While not directly addressed, the Bureau’s IPEGs note one example in which the Bureau would target anti-competitive SEP activity through section 32 of the Competition Act. Section 32 allows the Federal Court, on the advice of the Attorney General, to issue an order that remedies an anti-competitive act occurring from the mere use of an IP right. The IPEGs imply that the Bureau must first establish that the SEP holder dominates the relevant market and that refusing to licence the SEP prevents other firms from effectively competing in the relevant market. Second, the Bureau must establish that invoking section 32 against the SEP holder would not adversely affect the incentives to invest in research and development.

Section 32’s procedurally cumbersome requirements partially explain why it hasn’t been used for decades. The section requires the Attorney General to apply to the Federal Court. The Commissioner is also required to meet the “undue lessening” standard that was removed from other Competition Act provisions due to its outdated language.

 

Potential New Approaches to Target Anti-Competitive SEP Activity

The Bureau might characterize anti-competitive SEP activity as an abuse of dominance. The EC recently decided that Motorola’s efforts to seek injunctive relief against Apple’s use of a smartphone SEP constituted an illegal abuse of dominance pursuant to Article 102 TFEU. The Bureau could argue that similar conduct is an abuse of dominance under section 78 of the Competition Act. However, unlike Article 102, section 79(5) explicitly exempts “an act engaged in pursuant only to the exercise of any right…under the…Patent Act”. The Competition Tribunal held in Tele-Direct that the refusal to licence an IP right falls under the section 79(5) exemption. Therefore, the Bureau might refrain from characterizing the activity as an abuse of dominance unless it argued that the SEP holder’s breach of its FRAND commitments was something more than a mere refusal to licence.

The Bureau might instead choose to characterize anti-competitive SEP activity as an unfair trade practice. The United States FTC recently targeted Google/Motorola’s FRAND commitment breach through section 5 of the FTC Act, which prohibits unfair deceptive acts involving commerce. There currently does not seem to be a provision in the Competition Act synonymous with section 5 of the FTC Act. The Bureau could instead argue that such conduct constitutes an illegal refusal to deal pursuant to section 75(1) of the Competition Act, which might allow the Tribunal to order the supplier of a product (the SEP) to sell to a party within usual trade terms (the FRAND commitment). However, the Tribunal held in Warner that the term “product” in section 75 was not intended for licences of intellectual property, making it much less likely that the Bureau could use section 75 to target breaches of FRAND commitments.

Finally, a uniquely Canadian solution would entail amending section 32’s procedural obstacles outlined above to target SEP activity.

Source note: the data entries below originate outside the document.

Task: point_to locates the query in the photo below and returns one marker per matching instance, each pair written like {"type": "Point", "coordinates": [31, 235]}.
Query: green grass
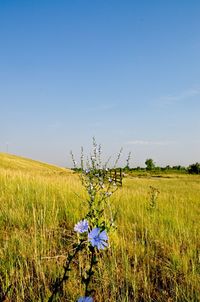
{"type": "Point", "coordinates": [154, 253]}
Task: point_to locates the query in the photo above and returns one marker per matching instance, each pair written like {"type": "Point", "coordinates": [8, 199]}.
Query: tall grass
{"type": "Point", "coordinates": [154, 256]}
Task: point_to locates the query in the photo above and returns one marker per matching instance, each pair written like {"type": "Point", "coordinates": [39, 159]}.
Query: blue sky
{"type": "Point", "coordinates": [126, 72]}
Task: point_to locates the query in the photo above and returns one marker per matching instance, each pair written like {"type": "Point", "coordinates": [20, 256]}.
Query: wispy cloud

Amending these obstacles, which is supported by the former head of the Bureau, could improve the provision’s functionality while ensuring common ground with the EC and FTC’s competitive analyses by preserving the IPEGs’ mandated balancing of competitive effects. Overall, the Bureau has some significant provisions with which to target SEP activity. Whichever route they take, however, evidence suggests that the pendulum will continue moving toward antitrust enforcement.


Peter Neufeld is a JD Candidate at Osgoode Hall Law School and is enrolled in Osgoode’s Intellectual Property Law Intensive Program. As part of the program requirements, students were asked to write a blog on a topic of their choice.